My big house clean-out is mostly done. One major task remains. Closets. I still have several closets filled with my wife’s clothes. Dresses, sweaters, skirts, shoes. What do I make of all these clothes?

Image by Midjourney
When the clothes go, it feels like goodbye. Everything else felt easy, in comparison. My sorting algorithm went like this: Photos and letters, keep them. Work notes and textbooks, out they go. Sentimental, keep. Mundane, toss. But clothes are in a special category. When I see this red dress with the small spiral patch, I see my wife before me, wearing it. She is elegant. We are getting ready for a night out. The sitter has arrived, and my wife is leaning in close to the bathroom mirror as she puts on mascara. Always a multi-tasker, she calls out to me: Look up parking near the theater!

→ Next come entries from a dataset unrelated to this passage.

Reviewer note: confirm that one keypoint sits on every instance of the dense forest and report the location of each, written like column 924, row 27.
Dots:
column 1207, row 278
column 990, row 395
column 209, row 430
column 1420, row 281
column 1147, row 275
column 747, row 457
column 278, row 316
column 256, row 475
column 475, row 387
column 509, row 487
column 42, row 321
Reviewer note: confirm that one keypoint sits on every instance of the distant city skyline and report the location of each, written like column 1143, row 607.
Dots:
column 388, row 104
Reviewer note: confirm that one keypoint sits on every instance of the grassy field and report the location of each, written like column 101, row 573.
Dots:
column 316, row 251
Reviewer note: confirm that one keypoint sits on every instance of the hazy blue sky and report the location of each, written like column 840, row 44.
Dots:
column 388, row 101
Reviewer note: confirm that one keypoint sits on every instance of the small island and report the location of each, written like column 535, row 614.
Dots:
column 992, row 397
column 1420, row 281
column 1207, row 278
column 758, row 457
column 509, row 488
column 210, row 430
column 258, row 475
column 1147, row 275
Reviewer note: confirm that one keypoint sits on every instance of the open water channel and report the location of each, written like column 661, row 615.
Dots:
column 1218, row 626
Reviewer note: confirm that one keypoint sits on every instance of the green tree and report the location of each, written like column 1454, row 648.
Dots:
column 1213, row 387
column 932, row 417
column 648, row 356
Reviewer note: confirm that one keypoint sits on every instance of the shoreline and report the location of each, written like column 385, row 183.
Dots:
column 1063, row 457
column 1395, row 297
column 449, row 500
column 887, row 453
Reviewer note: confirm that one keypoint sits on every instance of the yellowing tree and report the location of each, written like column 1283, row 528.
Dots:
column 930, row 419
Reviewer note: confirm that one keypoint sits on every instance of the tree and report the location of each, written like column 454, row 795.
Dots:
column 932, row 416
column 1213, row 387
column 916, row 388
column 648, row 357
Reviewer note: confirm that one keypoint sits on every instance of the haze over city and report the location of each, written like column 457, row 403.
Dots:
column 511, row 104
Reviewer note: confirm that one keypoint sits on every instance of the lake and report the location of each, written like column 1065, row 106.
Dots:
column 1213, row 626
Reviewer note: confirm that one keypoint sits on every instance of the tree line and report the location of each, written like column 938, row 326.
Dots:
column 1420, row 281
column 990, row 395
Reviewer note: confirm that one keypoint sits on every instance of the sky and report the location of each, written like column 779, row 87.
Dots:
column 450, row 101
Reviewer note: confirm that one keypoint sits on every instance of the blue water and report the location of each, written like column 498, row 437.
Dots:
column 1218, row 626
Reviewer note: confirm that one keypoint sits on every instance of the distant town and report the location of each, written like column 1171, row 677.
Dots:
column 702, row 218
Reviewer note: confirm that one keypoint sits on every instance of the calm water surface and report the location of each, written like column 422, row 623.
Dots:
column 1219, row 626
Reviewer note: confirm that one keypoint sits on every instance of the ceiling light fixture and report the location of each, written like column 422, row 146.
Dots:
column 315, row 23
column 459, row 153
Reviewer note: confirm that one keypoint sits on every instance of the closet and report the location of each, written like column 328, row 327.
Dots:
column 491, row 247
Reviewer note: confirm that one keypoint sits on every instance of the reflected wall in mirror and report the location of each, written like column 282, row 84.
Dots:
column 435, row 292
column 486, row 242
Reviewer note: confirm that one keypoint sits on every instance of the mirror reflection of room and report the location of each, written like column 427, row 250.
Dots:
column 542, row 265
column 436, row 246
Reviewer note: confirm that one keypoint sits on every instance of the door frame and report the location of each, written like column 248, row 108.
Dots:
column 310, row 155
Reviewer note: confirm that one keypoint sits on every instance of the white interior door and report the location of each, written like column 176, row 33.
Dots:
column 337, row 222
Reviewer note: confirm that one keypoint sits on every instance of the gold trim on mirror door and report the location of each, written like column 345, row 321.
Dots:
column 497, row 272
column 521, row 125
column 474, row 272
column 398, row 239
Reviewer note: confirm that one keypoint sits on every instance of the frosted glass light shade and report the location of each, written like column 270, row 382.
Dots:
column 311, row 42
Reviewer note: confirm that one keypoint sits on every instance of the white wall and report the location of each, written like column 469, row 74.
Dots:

And check the traffic on Google Maps.
When the red dress leaves, that image, that much of my working memory, starts to unravel. It is a slow, subdued ripping sound in the center of my head.
At the same time, I don’t want to hold on to these things forever. The nice thing about these clothes is that they can still do somebody else good. They can live again. I want them to be out there in the world making someone else sparkle just as my wife did when she wore that long blue dress. Someone else should have a night like the one this outfit calls to mind. It makes me happy to picture these things re-animated, no longer dangling unseen in a dark closet. It’s time to donate them and hope they make somebody somewhere a little happier.
But it’s taken me a while to get around to it. One of the things that makes me hesitate is that, should my wife walk back in the door tomorrow, this is the one thing that would really annoy her.
“Welcome back,” I would say, “I missed you!”
“I missed you too!” she would reply. And then… “Wait! what did you do with my clothes? Now what am I supposed to wear?”
“I’m sorry, sweetie.”
I think you can see the importance of this consideration. Nevertheless, when pressed, this is what my poor brain offers up as resistance. Some milestones are easy, some are hard. This one caught me in the shin.
I can’t escape the feeling that these clothes, which in a literal sense embodied my wife, still contain something, still house a motive force. They were closer to her person than anything else in the house. When she danced, they danced. They expressed her taste and knew her form, even as it changed. They knew when she was getting thin. So thin. They understood. And they stood by her. With her. On her.
Clothes cling to us, but it does no good to cling to clothes. It’s time. Still, the emptiness is painful to contemplate. I’m afraid she won’t come back now. She won’t. Goodbye, red dress. Goodbye, my love. Goodbye.